On 4 December 2025, Formycon and MS Pharma announced that they have entered into an exclusive licensing and supply agreement for the commercialisation of FYB206, biosimilar to MSD’s Keytruda® (pembrolizumab) in the MENA region.
Under the agreement, Formycon will receive an upfront payment and will be eligible for further payments subject to certain development and regulatory milestones. Formycon will also receive a share of the gross profits generated by sales of the biosimilar in the MENA region. The agreement further includes an option for future technology transfer.
According to Formycon, the licensing deal with MS Pharma represents the “start of the commercial partnering activities” for FYB206, with further agreements for additional regions and countries to follow.
Formycon commenced an integrated Ph1/3 study in June 2024 to demonstrate PK similarity of FYB206 with Keytruda® in patients with Stage IIB/IIC or Stage III melanoma. On 10 July 2025, Formycon announced that it had completed patient enrolment. Formycon expects results to be available in Q1 2026. Formycon had originally intended to conduct a parallel Phase 3 trial to compare the safety and efficacy of FYB206 with Keytruda® in NSCLC. However, in February 2025, Formycon announced the premature termination of the Phase 3 trial on the basis that the trial was not necessary to obtain US approval of FYB206.

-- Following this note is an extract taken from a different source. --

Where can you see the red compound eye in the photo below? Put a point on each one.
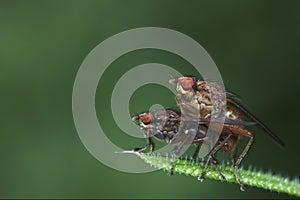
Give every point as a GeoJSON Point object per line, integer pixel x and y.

Formycon and MS Pharma have previously partnered on the commercialisation of biosimilars in the MENA region, including FYB202/Otulfi® (ustekinumab), FYB203 (aflibercept) and FYB201/Ravegza® (ranibizumab).
Bioéticos claimed to have launched the first pembrolizumab biosimilar in Paraguay in August 2025 under the name Pembrolizumab Bioéticos. In November 2025, Biocad’s Pembroria™ (pembrolizumab) was reportedly approved in Vietnam. A number of other pembrolizumab biosimilars are currently in clinical trials, including by Samsung Bioepis, Amgen, mAbxience, Sandoz, Celltrion, Bio-Thera and BioNTech. Alvotech and Dr Reddy’s have entered into a global collaboration and licence agreement to co-develop, manufacture and commercialise a biosimilar to Keytruda®.